Inside a worker execution turn, a driver streams pages through its operator chain:

TableScan.getOutput() -> Page
FilterAndProject.addInput(Page)
FilterAndProject.getOutput() -> filtered Page
TaskOutput.addInput(filtered Page)

If the driver yields or blocks, the same live driver/operator objects keep their state. Already-produced pages may have moved into an output buffer, local exchange, or another stage.

For EXPLAIN, the main thing to keep from this section is the small set of plan terms that connect back to the runtime model:

TableScan or ScanFilterProject:
  where data enters from a connector

Exchange / RemoteSource:
  where pages move between stages

Aggregation / Join / Sort:
  where operators transform pages

Fragment / Stage:
  how Trino splits the query into distributed pieces

Estimates:
  planner guesses, not runtime proof

When I later run:

EXPLAIN
SELECT orderstatus, count(*)
FROM iceberg.tpch.orders
WHERE orderdate >= DATE '2024-01-01'
GROUP BY orderstatus;

I want to map each plan section back to the hierarchy:

Which connector is used?
Where is the scan?
Where are filters applied?
Where does aggregation happen?
Where do exchanges happen?
Which fragment produces the final result?
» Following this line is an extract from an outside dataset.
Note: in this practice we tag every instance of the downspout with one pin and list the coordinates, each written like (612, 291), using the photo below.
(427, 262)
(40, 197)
That exercise is the fastest way to turn the vocabulary into intuition.

Trino is not a storage engine for my data. It usually queries data where it already lives.

Trino is also not usually the system that produces lakehouse data. In many lakehouse architectures, Spark or Flink writes data and Trino serves interactive SQL over that data.
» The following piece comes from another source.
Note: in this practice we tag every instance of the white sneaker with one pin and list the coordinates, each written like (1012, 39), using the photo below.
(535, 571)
For my own learning path, that means:

study query planning and execution first
study connector boundaries second
study storage formats and table formats third

For Iceberg and Hive, the connector layer is especially important because table metadata, partitions, splits, file formats, and pushdown decisions all live there.
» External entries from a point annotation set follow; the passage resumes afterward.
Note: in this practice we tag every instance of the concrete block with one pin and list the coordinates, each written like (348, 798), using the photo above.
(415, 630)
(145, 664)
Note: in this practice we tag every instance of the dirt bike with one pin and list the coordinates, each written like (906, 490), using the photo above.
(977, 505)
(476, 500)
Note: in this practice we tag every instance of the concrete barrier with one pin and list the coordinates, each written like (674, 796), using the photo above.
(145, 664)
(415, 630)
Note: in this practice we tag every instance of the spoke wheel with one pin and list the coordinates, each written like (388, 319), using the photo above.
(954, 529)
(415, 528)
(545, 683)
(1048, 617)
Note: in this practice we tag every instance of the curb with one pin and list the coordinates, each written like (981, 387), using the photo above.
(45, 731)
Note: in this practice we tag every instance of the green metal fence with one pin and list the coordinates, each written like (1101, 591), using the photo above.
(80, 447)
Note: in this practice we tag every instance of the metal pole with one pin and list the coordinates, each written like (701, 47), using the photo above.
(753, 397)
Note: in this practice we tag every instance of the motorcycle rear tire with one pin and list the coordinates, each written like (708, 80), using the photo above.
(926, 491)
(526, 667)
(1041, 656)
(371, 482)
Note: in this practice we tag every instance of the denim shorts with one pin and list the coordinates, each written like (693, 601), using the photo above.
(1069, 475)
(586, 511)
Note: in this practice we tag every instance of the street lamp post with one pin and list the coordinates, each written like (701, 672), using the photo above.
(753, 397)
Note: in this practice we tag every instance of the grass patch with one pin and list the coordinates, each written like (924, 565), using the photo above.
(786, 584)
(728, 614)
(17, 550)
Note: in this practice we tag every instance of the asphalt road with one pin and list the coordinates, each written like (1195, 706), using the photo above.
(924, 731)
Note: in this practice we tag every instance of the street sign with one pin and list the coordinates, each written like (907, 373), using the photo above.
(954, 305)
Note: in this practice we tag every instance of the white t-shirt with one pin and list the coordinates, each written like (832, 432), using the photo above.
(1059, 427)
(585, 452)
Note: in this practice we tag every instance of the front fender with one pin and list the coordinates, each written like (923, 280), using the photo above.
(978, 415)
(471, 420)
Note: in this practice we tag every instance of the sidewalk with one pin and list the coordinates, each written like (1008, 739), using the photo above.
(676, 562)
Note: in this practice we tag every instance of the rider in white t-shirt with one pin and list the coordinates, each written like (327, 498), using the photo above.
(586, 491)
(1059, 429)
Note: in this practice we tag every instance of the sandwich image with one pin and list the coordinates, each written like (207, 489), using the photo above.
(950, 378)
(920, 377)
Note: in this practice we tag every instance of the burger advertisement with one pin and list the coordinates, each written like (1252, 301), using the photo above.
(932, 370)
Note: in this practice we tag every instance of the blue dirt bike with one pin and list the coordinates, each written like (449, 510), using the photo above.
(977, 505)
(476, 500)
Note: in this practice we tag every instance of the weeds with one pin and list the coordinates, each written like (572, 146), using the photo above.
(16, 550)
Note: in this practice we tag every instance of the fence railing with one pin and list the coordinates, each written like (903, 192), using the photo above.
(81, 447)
The first mental model is:

Coordinator plans and schedules.
Workers execute.
Connectors access external data.
Operators move Page batches.
Stages and exchanges describe distributed data flow.

The runtime hierarchy is:

Query
  -> stages
     -> tasks
        -> pipelines
           -> drivers
              -> operators
                 -> pages

The key boundary is:

engine:
  general SQL planning and distributed execution

connector:
  data-source-specific metadata, splits, page sources, and writes

If I can keep those three ideas straight, the rest of Trino becomes much easier to learn.

Questions to check later:

  1. What does the coordinator do before workers read data?
  2. What is the difference between a stage and a task?
  3. What is a split?
  4. What is the relationship between a pipeline and a driver?
  5. What does an operator consume and produce?
  6. What is a Trino Page?
  7. Why is a Trino page different from a Parquet page?
  8. What work belongs to the connector instead of the core engine?
  9. Why is catalog.schema.table important?
  10. Why is EXPLAIN ANALYZE different from EXPLAIN?